A Coyoacán también se debió llevar Cortés a las hijas de Moctezuma –Isabel, Leonor y María–, pues en los documentos elaborados por Isabel, la primogénita del tlatoani, se puede leer que, antes de morir, su padre le rogó al conquistador que velara por ellas: que las cuidase, las bautizase y les enseñase la doctrina cristiana. No sabemos si esto fue así exactamente, pero no cabe duda de que Cortés ejerció de tutor legal de las mismas, ya que se encargó de casarlas con conquistadores amigos suyos, como más adelante veremos. En este tiempo, Cortés vivía con su primera esposa, Catalina Xuárez (o Suárez), la cual murió en extrañas circunstancias. Ocurrió en algún momento de diciembre de 1522, por lo que se deduce que todos debieron permanecer en Coyoacán hasta mediados de 1523, cuando la nueva Ciudad de México comenzó a habitarse y Cortés se trasladó a los palacios de Moctezuma, donde estableció su residencia.

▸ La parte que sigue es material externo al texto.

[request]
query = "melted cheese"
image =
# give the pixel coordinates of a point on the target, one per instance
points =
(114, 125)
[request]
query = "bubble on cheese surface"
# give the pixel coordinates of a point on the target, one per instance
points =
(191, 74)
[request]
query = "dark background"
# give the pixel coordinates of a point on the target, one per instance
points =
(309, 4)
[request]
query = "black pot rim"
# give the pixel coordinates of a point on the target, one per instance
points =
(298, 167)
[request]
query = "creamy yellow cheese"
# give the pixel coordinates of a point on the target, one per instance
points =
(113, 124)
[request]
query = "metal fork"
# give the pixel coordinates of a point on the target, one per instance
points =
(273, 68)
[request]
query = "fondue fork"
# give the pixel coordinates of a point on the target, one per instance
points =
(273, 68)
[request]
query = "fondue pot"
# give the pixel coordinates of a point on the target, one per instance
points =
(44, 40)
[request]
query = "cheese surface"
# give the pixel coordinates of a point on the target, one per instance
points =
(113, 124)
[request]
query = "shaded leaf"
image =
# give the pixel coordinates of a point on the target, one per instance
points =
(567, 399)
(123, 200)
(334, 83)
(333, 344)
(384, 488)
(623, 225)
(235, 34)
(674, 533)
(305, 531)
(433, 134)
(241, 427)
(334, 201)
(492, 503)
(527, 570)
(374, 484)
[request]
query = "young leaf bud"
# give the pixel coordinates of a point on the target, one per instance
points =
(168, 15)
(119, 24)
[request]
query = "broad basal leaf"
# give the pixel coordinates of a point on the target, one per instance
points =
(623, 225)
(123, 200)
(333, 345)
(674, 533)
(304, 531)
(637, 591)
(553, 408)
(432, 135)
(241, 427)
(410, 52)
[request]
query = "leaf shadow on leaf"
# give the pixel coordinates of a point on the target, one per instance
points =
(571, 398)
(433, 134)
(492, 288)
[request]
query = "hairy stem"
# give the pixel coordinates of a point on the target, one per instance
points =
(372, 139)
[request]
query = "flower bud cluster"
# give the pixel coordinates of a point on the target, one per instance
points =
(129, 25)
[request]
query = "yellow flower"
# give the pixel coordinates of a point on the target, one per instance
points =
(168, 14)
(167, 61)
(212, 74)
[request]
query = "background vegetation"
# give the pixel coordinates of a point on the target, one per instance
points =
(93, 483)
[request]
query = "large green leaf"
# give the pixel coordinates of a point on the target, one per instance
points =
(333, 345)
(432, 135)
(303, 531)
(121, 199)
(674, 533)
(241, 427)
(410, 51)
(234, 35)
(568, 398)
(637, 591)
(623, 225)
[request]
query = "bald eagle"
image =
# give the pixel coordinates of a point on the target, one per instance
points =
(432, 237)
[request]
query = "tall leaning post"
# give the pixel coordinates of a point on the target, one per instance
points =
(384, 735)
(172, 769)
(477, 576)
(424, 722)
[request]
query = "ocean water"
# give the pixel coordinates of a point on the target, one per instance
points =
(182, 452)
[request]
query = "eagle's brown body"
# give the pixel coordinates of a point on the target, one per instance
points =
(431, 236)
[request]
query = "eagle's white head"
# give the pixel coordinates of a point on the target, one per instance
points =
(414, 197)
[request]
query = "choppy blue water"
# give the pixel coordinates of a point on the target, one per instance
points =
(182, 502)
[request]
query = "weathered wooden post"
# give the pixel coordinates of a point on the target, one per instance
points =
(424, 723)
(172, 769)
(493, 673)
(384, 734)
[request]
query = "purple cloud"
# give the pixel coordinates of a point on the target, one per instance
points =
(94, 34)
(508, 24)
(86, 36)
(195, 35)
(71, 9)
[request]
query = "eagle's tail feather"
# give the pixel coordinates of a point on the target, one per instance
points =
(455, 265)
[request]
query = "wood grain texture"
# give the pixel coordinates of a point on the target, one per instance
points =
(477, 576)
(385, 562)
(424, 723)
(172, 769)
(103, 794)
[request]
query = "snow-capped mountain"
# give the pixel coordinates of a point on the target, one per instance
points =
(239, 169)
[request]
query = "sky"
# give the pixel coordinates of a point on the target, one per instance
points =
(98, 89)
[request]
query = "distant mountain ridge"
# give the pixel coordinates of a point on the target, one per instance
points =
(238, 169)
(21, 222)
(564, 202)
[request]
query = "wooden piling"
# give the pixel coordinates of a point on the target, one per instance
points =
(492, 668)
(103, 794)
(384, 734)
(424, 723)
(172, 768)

El escudo de armas de la Ciudad de México
El 4 de julio de 1523 la antigua Tenochtitlan, convertida ya en cabeza y Corte de la Nueva España, fue distinguida con un escudo de armas que podía ser expuesto en pendones, sellos o donde fuese necesario. En 1530 se dictó que la ciudad podía gozar de los mismos privilegios que tenía la de Burgos, cabeza de las dos Castillas; sin embargo, fue hasta 1548 cuando se le otorgó el título de “muy noble, insigne y muy leal ciudad”, por su obediencia y su disposición a sufragar con gente la guerra al Perú (aunque al final esto no fue necesario), pero también para que se viera que el monarca tenía por servida su lealtad.
A través de una real provisión, el monarca permitió que en el escudo de armas se dispusieran las antiguas armas de la ciudad: la piedra con el nopal sobre el que se posó el dios Huitzilopochtli, encarnado en un
águila. En el campo del escudo se desplegó también un castillo de tres torres flanqueadas por leones, por la concepción medieval de las ciudades y villas de España como fortalezas, con sus torres y murallas. Además, tres puentes salían del castillo, los cuales representaban cada una de las calzadas que conectaban a la ciudad con tierra firme. Para rematar, los leones rampantes eran la viva imagen de la victoria de los españoles sobre la ciudad, como indicaba la real provisión.
Como Enrique Florescano señaló, el diseño del escudo no gustó nada a los habitantes de la ciudad al ver que del águila no había rastro, y del nopal bastante poco, al haber sido mutilado para poner sus pencas
en la orla del escudo. Como consecuencia, las nuevas autoridades de la ciudad se dieron a la tarea de reemplazarlo por el antiguo nopal anclado sobre una piedra en medio de las aguas del lago de Texcoco, con el águila posada sobre él y desplegando sus alas. Décadas más tarde, el virrey Juan de Palafox y Mendoza haría esfuerzos por eliminarlo, pero el ayuntamiento de la ciudad lo siguió grabando así en sus ordenanzas de 1663, desoyendo cualquier mandato.